This summer STS Master of Divinity student Denis Salgado and I were selected to attend the 2015 Logos in Oxford conference at Oxford University. Sponsored by the Green Collection and hosted by SCIO (Scholarship & Christianity in Oxford), the conference ran from 27 May to 9 June and embodied the idea of fides quarens intellectum (“faith seeking understanding”). Green Scholars Initiative (GSI) students (ranging from undergraduate to postgraduate) and mentors from eighteen different institutions attended the conference and enjoyed a full schedule of learning and fellowship together.

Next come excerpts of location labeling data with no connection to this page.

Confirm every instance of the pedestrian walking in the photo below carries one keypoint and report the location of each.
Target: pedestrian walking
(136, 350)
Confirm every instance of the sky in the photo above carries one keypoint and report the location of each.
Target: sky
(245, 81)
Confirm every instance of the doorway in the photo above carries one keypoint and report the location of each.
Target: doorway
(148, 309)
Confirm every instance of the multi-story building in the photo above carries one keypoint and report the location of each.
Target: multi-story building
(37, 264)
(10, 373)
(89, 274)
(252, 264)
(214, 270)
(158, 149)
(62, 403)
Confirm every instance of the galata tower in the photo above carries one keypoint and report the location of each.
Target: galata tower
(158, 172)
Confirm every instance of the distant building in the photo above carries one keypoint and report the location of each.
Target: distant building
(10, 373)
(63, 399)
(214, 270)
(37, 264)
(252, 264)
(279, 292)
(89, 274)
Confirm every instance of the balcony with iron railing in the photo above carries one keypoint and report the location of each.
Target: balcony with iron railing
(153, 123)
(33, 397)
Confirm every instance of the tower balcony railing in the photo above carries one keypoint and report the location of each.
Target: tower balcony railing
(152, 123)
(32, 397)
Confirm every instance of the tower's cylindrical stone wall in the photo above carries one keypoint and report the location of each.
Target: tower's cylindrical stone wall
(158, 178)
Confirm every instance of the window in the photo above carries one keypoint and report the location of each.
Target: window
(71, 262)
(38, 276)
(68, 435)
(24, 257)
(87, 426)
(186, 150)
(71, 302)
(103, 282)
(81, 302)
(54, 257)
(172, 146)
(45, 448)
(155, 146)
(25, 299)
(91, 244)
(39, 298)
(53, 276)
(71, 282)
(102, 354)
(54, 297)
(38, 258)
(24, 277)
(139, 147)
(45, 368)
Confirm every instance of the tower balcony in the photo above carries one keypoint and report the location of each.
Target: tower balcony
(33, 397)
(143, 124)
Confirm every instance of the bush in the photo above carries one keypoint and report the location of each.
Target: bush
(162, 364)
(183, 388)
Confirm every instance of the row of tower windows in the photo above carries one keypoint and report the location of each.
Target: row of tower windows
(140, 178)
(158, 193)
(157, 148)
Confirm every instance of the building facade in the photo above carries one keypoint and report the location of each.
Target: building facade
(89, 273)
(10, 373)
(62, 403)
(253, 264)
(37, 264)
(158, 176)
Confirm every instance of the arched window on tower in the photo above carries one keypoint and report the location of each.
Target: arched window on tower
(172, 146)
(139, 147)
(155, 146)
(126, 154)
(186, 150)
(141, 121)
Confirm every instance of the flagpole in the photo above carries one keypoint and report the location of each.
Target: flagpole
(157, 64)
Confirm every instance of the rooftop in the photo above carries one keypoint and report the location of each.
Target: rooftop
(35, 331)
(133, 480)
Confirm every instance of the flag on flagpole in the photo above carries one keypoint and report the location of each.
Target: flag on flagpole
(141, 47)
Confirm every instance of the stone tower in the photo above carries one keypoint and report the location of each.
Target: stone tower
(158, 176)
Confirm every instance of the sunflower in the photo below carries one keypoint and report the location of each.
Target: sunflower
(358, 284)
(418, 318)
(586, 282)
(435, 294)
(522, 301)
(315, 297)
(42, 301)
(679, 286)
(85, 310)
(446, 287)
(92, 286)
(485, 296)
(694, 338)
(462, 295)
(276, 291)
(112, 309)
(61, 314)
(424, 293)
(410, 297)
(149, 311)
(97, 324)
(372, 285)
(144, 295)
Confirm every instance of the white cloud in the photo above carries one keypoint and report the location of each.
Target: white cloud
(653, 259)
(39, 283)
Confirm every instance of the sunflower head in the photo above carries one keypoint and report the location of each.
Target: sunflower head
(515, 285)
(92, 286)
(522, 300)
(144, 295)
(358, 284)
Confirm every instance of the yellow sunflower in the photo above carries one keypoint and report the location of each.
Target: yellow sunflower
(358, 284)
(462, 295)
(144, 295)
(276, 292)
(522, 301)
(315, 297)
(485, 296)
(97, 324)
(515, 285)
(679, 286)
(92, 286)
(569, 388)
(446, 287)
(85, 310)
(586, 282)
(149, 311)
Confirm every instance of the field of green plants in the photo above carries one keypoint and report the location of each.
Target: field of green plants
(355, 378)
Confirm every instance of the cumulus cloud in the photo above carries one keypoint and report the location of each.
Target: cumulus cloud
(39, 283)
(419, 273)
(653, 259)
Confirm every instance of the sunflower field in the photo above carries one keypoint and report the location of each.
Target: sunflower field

Each day at Oxford began in St. Hugh’s Chapel with a scriptural message from one of the participants. The mornings and afternoons were then filled with lectures and discussion; apart from special lectures, the major lecture series titles included “Oxford, Scholarship, and the Christian Mind,” “Current Issues in Textual Studies,” and “The Vocation of Christian Scholars in the Modern University.” Among the numerous speakers there were scholars from Oxford (such as Dr. Stan Rosenberg, Dr. Helen Moore, Prof. Markus Bockmuehl, Dr. Elizabeth Baigent, Rev. Prof. Alister McGrath and Dr. Dirk Obbink) and those from elsewhere, such as Prof. Gordon Campbell (Leicester), Prof. Larry Hurtado (Edinburgh), and Dr. Peter Head (Cambridge). Break-out seminars in different languages (Akkadian and Sumerian, Greek, Latin, Hebrew, and Ethiopic) were hosted by experts for students doing textual research in each of those areas. Logos provided excellent meals when participants broke for lunch and dinner, both of which presented opportunities for discussion and growing friendship among the attendees. Day trips were organized for the students to visit Winchester, Cambridge, and London.
As a professor teaching Masters-level students about the textual history of the Bible, I found the Logos in Oxford event to be inspirational. The Green Scholars Initiative has provided students with a wonderful chance to participate in research projects that would otherwise be unavailable to most of them. At a small seminary like Shepherds we do not normally have access to resources or research opportunities such as those provided by GSI; the Logos in Oxford program then takes that relationship to the next level and exposes our students to the broader international Christian academic experience, which is invaluable. I believe GSI and SCIO are doing something amazing for our students and I hope they continue to fulfill that vision for the next generation of textual scholars.